2)      Waterloo 200

This site has been set up to commemorate the Battle of Waterloo in 1815, in the run up to its 200th anniversary.   Along, with Q&A and education sections, an area of the site is dedicated to articles about the battle.  An article of particular interest is ‘Surgeon George James Guthrie, Wellington’s combat surgeon’, written by MKH Crumplin (Hon. Curator at the Royal College of Surgeons of England and archivist to the Association of Surgeons of Great Britain and Ireland).  Crumplin traces the early life and education of Guthrie as a military doctor, his time as a surgeon in military campaigns and his career as a civilian doctor after 1815.  If this article whets your appetite, Crumplin’s book Guthrie’s War: a surgeon of the Peninsula and Waterloo (2010) can be requested from the Bodleian’s book stacks to consult in the Bodleian Libraries Reading Rooms.  His 2005 book A surgical artist at war is also available to consult the Wellcome Unit Library (shelfmark R489.B38 CRU 2005) .

3)      Archives Hub – The Heritage of our Medical Profession

The Archives Hub acts as a gateway that gathers together information about archives held in UK institutions.  The Hub is currently adding information about the archives held by British Royal Medical Colleges.  So far, it has added descriptions for the archives of Royal College of Surgeons of England, Royal College of Surgeons of Edinburgh, Royal College of Physicians and Surgeons of Glasgow and the Royal College of Obstetricians and Gynaecologists and more are to follow.  Although many of these collections of archives have not been digitised, the Hub descriptions give details about the scope and content of the physical collections held by the institutions.   For instance, the Royal College of Physicians and Surgeons of Glasgow holds the student notes taken in Dr Robert Watt’s lectures on fevers in 1812.  The Hub also has sections dedicated to Tuberculosis and Charles Darwin.
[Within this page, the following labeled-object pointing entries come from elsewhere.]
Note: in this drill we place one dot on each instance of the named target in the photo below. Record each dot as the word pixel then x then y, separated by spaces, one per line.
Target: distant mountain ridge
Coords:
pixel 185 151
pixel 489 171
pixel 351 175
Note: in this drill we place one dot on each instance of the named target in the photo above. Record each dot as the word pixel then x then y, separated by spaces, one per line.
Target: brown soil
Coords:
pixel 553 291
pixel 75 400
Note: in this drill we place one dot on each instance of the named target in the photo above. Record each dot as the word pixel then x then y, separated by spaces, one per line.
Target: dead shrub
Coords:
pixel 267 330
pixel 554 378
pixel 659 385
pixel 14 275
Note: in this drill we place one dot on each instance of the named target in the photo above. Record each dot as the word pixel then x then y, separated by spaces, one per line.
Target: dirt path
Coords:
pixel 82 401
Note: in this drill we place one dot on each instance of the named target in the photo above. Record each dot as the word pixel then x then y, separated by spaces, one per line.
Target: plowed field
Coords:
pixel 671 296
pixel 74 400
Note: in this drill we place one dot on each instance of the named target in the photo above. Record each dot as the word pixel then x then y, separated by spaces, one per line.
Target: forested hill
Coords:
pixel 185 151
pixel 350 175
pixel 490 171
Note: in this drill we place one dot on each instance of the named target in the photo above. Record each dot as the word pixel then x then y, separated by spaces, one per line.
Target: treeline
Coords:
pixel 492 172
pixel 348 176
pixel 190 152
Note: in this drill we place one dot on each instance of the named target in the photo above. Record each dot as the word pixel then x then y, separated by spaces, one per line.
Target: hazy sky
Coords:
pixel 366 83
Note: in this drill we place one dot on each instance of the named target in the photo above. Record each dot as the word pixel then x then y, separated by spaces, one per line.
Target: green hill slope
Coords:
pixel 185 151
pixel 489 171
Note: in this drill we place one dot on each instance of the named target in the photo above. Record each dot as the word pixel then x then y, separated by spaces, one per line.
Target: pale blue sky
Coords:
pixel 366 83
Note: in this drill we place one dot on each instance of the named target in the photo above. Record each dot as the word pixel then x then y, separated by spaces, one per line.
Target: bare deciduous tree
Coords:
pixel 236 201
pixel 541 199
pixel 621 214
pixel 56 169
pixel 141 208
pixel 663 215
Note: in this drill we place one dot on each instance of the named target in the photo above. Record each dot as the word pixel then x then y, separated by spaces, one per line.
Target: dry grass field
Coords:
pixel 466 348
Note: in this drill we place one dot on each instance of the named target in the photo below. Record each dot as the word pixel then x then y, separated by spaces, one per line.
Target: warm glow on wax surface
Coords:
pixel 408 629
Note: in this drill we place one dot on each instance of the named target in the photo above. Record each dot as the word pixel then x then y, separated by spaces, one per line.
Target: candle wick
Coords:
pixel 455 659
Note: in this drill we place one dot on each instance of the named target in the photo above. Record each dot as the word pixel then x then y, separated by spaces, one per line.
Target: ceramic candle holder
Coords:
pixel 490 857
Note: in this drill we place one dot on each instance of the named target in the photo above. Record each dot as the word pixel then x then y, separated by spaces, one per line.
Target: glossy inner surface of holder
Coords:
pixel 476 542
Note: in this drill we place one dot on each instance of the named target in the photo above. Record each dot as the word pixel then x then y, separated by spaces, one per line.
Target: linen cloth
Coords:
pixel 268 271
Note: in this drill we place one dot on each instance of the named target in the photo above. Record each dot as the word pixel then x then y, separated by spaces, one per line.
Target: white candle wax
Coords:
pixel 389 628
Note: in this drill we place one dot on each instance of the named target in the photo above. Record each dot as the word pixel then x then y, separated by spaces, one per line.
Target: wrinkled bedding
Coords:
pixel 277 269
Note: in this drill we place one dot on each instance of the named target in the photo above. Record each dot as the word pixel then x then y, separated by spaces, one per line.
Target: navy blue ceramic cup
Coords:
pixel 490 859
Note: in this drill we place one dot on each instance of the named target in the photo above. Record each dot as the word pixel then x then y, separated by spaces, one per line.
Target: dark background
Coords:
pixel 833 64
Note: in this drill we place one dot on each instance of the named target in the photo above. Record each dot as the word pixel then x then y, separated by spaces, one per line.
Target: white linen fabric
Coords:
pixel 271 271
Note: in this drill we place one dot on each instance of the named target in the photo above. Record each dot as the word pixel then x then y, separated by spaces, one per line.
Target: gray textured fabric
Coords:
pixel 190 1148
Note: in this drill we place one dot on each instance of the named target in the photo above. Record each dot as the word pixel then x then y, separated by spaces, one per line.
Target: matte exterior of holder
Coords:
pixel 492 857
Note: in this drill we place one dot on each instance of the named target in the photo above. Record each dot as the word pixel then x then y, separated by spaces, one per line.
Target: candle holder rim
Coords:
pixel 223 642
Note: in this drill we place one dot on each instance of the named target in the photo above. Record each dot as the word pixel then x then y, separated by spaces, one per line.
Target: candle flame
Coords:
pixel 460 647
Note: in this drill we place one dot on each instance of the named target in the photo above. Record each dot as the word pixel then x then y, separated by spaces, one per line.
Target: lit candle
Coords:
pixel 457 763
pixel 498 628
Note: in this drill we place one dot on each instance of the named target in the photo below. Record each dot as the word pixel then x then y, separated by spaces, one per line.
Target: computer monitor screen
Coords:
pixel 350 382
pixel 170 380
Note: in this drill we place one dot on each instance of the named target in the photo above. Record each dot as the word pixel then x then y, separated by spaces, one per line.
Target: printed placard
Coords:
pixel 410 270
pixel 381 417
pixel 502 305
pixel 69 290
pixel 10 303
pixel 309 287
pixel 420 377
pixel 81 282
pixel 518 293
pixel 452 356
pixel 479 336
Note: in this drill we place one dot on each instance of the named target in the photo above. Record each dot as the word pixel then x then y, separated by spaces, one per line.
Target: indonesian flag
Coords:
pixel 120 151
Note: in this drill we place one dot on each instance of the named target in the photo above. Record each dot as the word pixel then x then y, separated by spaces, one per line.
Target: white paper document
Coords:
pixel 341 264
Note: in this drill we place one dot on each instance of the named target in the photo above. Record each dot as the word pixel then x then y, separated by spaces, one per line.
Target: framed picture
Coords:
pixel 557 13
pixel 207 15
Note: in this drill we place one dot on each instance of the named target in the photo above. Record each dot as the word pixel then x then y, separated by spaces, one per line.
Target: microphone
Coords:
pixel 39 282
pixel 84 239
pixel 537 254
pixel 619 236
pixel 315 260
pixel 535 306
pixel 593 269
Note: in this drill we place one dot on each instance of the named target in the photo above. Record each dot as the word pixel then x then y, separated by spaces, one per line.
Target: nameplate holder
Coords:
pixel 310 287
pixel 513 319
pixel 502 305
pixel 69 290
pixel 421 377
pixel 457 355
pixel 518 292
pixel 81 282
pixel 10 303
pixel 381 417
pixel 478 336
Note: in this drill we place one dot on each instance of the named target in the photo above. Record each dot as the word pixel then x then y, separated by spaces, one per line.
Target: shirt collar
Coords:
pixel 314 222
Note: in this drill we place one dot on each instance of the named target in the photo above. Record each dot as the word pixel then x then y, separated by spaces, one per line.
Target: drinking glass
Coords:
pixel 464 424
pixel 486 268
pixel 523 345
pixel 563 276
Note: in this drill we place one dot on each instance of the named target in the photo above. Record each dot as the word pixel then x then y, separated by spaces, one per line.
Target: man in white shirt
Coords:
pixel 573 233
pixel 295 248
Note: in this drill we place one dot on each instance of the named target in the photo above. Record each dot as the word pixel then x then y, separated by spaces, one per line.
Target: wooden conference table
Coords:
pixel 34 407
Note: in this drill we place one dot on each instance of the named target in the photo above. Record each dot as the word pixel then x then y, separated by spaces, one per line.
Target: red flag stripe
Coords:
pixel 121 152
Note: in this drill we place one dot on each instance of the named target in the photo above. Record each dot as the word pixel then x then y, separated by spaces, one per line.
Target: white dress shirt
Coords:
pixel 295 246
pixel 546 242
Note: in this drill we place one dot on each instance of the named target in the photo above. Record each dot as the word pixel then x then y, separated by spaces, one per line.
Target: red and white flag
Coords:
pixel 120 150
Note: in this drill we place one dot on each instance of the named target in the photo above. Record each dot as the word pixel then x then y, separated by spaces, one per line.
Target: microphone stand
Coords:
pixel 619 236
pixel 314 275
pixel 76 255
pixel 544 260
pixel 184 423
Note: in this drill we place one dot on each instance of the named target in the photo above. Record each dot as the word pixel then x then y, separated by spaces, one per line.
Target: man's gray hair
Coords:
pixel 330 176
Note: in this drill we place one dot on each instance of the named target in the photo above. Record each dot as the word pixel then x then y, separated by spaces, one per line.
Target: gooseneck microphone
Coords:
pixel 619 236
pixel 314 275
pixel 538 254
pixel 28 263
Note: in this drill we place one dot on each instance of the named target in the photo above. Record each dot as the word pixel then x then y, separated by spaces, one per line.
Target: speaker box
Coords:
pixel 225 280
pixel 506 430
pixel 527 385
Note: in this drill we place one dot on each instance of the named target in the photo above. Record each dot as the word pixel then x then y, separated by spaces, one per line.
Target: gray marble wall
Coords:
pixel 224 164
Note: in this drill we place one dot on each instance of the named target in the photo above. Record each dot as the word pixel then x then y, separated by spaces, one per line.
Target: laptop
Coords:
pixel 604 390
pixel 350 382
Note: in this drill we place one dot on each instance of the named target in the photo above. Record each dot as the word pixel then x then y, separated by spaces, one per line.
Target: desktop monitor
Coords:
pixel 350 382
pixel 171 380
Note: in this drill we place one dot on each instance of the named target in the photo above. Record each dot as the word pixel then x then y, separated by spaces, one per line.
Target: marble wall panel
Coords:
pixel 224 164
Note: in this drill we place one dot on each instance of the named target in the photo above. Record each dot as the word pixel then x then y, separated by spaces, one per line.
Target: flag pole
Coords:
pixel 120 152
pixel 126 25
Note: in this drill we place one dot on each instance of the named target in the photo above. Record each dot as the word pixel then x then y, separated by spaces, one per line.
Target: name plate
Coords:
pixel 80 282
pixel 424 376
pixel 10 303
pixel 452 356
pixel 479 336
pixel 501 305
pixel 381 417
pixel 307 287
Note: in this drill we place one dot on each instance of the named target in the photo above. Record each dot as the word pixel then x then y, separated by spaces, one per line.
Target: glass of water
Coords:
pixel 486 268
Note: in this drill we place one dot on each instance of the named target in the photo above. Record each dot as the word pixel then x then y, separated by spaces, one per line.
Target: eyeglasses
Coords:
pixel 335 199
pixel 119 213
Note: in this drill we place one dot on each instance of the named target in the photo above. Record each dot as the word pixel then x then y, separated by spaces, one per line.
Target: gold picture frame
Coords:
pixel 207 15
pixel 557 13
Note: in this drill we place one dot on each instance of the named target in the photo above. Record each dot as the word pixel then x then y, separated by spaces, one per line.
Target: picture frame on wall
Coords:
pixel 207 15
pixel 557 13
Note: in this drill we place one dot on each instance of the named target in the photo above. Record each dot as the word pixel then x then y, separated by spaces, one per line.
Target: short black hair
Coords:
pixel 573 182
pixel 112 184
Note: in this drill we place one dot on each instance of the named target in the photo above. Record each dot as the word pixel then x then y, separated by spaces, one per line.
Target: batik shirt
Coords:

4)      National Archives Podcast – Anxiety, dread and disease: British ports 1834-1870

Sarah Hutton, a modern domestic records specialist at The National Archives, delves into the archives to investigate the spread of disease in British port towns in the 19th century.  Using examples of cholera outbreaks in the north of England, she explores how reactions to cholera differed when the disease was deemed to have arrived on incoming ships.  This lecture demonstrates the value of the vast collections available at the National Archives.

5)       Pybus Podcasts

This second set of podcasts had been created by the Northern Centre for the History of Medicine, which is a partnership between Durham Univerity and Newscastle University, supported by the Wellcome Trust.  Six podcasts of public seminars have been recorded and are available to listen online or download.  Topics include ‘The Drug Trade in Colonial India by Dr Nandini Bhattacharya (University of Leicester) and ‘Madness and Passions in Early Modern Spain by Dr Elena Carrera (Queen Mary, University of London).